BRUXELLES: Bruxelles a indiqué jeudi s'attendre à un accord "dans les prochains jours" entre Etats membres sur un texte-clé de la réforme du système migratoire européen qui a obtenu un feu vert de Berlin mais suscité des objections italiennes.
Le règlement en discussion est destiné à organiser une réponse européenne en cas d'afflux massif de migrants dans un pays de l'UE, comme lors de la crise des réfugiés de 2015-2016. Il permet notamment d'allonger la durée de détention des migrants aux frontières extérieures du bloc.
Berlin, qui refusait jusque là d'endosser le texte pour des raisons humanitaires, s'est finalement rallié jeudi au compromis sur la table.
"La proposition révisée comprend des changements importants qui ont permis à l'Allemagne de l'approuver", a expliqué la ministre de l'Intérieur Nancy Faeser, à l'issue d'une réunion avec ses homologues européens à Bruxelles.
La paralysie de ce "règlement de crise" avait suscité la frustration au sein de l'UE, face à la hausse des arrivées de migrants à ses frontières extérieures et la situation sur l'île italienne de Lampedusa.
Le ministre espagnol de l'Intérieur, Fernando Grande-Marlaska, dont le pays exerce la présidence tournante du Conseil de l'UE, a affirmé que le texte de compromis rassemblait désormais la majorité nécessaire au sein des Etats membres.
«Des nuances»
Il a assuré, tout comme la commissaire européenne aux Affaires intérieures Ylva Johansson, qu'un accord serait formalisé "dans les prochains jours" sur ce dernier texte du pacte asile et migration de l'UE, qui devra ensuite faire l'objet de négociations avec le Parlement européen.

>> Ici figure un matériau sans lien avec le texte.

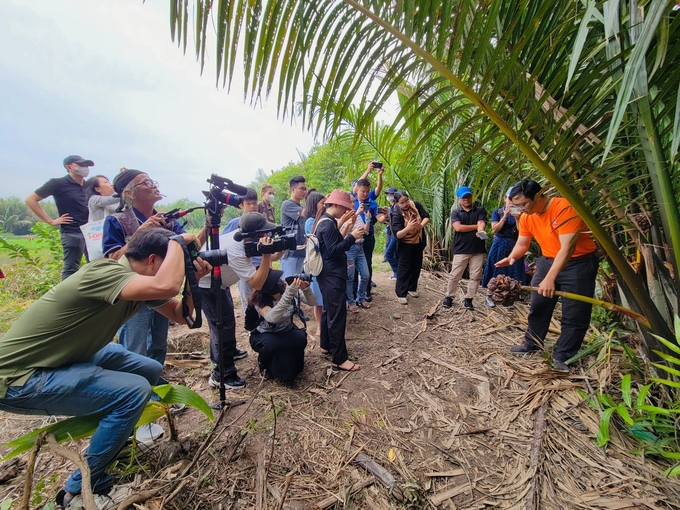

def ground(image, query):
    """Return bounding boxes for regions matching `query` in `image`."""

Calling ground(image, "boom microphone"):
[208,174,249,196]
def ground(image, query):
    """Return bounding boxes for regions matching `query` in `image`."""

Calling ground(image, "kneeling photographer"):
[246,270,315,383]
[197,212,289,390]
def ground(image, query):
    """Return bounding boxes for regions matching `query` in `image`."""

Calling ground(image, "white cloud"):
[0,0,316,203]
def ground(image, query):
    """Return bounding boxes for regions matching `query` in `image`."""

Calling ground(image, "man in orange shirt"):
[496,179,599,372]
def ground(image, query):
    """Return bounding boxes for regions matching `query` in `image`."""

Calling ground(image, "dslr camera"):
[285,273,313,285]
[236,225,297,258]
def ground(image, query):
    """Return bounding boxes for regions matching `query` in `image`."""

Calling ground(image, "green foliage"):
[171,0,680,347]
[0,223,62,300]
[0,384,214,461]
[0,197,58,235]
[595,316,680,474]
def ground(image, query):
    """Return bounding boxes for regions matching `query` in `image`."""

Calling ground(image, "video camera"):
[233,225,297,258]
[204,173,248,211]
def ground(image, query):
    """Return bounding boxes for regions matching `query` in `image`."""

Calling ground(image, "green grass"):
[0,234,52,266]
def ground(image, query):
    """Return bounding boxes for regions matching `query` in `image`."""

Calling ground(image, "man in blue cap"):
[25,155,94,280]
[442,186,488,310]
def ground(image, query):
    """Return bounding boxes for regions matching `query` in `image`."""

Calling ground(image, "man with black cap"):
[25,155,94,279]
[197,212,279,389]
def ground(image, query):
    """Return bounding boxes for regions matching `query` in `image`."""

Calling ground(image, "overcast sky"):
[0,0,318,204]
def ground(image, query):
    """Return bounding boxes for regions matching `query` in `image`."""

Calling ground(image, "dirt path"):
[1,263,679,509]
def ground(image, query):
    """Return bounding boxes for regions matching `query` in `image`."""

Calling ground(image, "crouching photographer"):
[0,228,210,508]
[246,270,315,383]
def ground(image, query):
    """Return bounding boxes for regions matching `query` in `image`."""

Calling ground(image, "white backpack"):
[303,217,334,276]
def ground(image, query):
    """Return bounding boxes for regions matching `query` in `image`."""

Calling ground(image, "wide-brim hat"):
[324,189,354,210]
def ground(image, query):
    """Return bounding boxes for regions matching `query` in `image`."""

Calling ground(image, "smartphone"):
[509,206,521,215]
[372,161,383,169]
[361,202,371,211]
[478,231,488,240]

Il ne reste que "des nuances" à régler, a indiqué le responsable espagnol.
Le compromis a pourtant suscité des objections de l'Italie.

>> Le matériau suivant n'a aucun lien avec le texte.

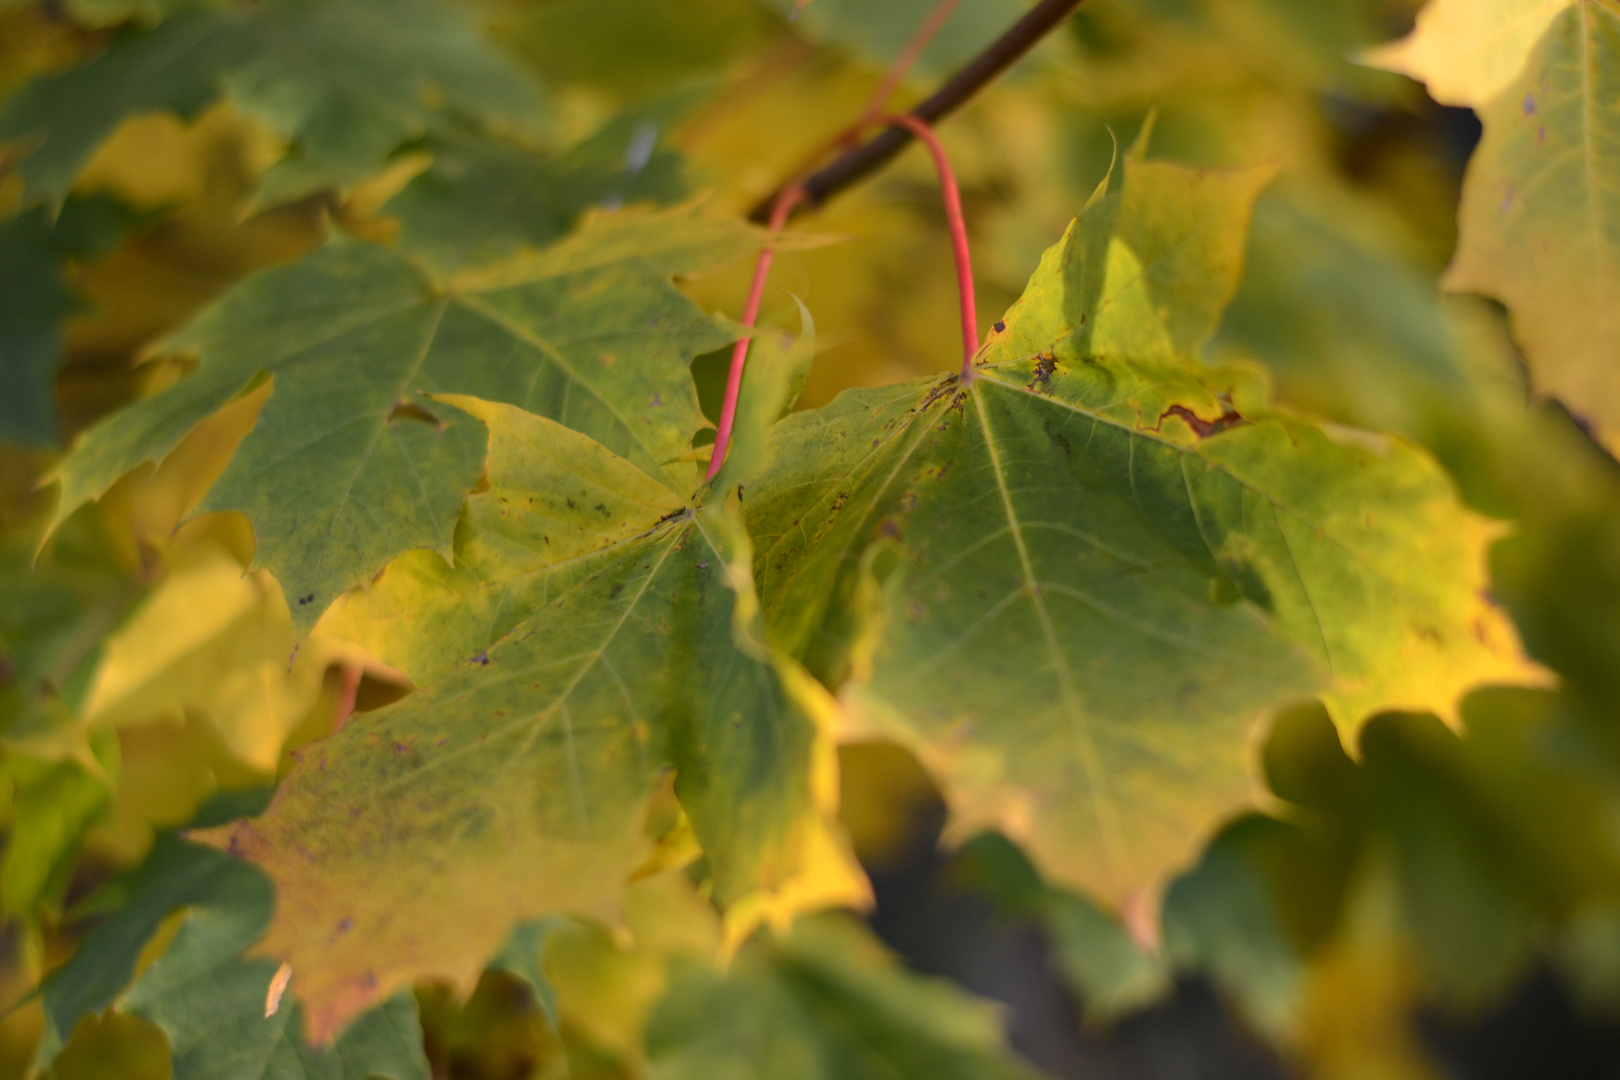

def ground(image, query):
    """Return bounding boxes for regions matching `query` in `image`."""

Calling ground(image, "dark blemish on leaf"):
[596,503,609,517]
[651,393,665,407]
[566,498,576,509]
[920,376,959,411]
[472,651,490,666]
[993,320,1006,333]
[297,593,315,606]
[610,583,625,599]
[698,561,709,570]
[900,491,918,511]
[1155,404,1245,438]
[879,519,902,540]
[1026,353,1057,392]
[830,492,849,513]
[1523,93,1536,115]
[1501,185,1515,214]
[436,736,450,747]
[388,400,441,427]
[392,741,410,754]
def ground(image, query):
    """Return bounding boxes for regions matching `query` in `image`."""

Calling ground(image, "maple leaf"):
[745,158,1540,907]
[386,101,693,277]
[0,198,138,448]
[81,540,331,774]
[35,828,428,1080]
[1361,0,1569,107]
[203,394,865,1043]
[1367,0,1620,448]
[48,205,764,632]
[0,0,545,209]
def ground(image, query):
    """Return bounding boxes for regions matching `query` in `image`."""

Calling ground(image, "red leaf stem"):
[706,2,978,481]
[881,113,979,376]
[707,184,806,481]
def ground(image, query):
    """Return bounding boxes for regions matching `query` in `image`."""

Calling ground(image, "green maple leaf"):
[648,914,1041,1080]
[38,819,428,1080]
[203,393,863,1043]
[744,158,1539,906]
[49,205,762,632]
[387,99,694,277]
[0,0,545,209]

Rome "a demandé du temps pour examiner plus en détail le contenu de cette proposition, y compris d'un point de vue juridique", a déclaré le chef de la diplomatie italienne Antonio Tajani à Berlin.
Selon la presse italienne, ces réticences sont liées à des concessions faites à l'Allemagne notamment sur la protection des ONG sauvant des migrants en mer.
Le texte prévoit, en cas d'afflux "massif" et "exceptionnel" de migrants, la mise en place d'un régime dérogatoire moins protecteur pour les demandeurs d'asile que les procédures habituelles.
Il prolonge la durée possible de détention d'un migrant aux frontières extérieures de l'UE --jusqu'à 40 semaines--, et permet des procédures d'examen des demandes d'asile plus rapides et simplifiées pour un plus grand nombre d'exilés (tous ceux venant de pays dont le taux de reconnaissance, c'est-à-dire le taux de réponse positive aux demandes d'asile, est inférieur à 75%), afin de pouvoir les renvoyer plus facilement.
Il prévoit par ailleurs un déclenchement rapide de mécanismes de solidarité envers l'Etat membre confronté à cet afflux, sous la forme notamment de relocalisations de demandeurs d'asile ou d'une contribution financière.
Pression du Parlement
En juillet, la majorité nécessaire à l'adoption de ce règlement n'avait pas été atteinte : la Hongrie, la Pologne, l'Autriche et la République tchèque avaient voté contre, tandis que l'Allemagne, la Slovaquie et les Pays-Bas s'étaient abstenus.
L'abstention de l'Allemagne était due à l'opposition des Verts, membres de la coalition au pouvoir, qui réclamaient des aménagements pour les mineurs et les familles.
La ministre Nancy Faeser a indiqué avoir notamment obtenu des améliorations sur ce point.
Le blocage du texte a provoqué l'impatience de nombreux pays de l'UE et des députés européens.
Pour faire pression sur les Vingt-Sept, le Parlement européen a décidé la semaine dernière de mettre sur pause les négociations déjà entamées avec les Etats membres sur deux autres règlements du paquet migratoire, visant à renforcer la sécurité aux frontières extérieures.
L'accord des Etats membres sur le règlement de crise devrait débloquer ces négociations sur les autres textes de ce pacte présenté en septembre 2020 par la Commission européenne.
L'objectif affiché est d'aboutir à une adoption de ce pacte, comprenant une dizaine de législations, avant les élections européennes de juin 2024, afin de ne pas réitérer l'échec de la précédente Commission à conclure une refonte du système d'asile.
Après les élections, le sort d'une telle réforme pourrait être compromis par de possibles changements dans la composition politique du Parlement européen.
En outre, la Hongrie et la Pologne, deux pays farouchement opposés à la réforme et à tout accueil de demandeurs d'asile, exerceront l'une après l'autre la présidence semestrielle du Conseil de l'UE et seront, à ce titre, en charge de fixer l'agenda des réunions.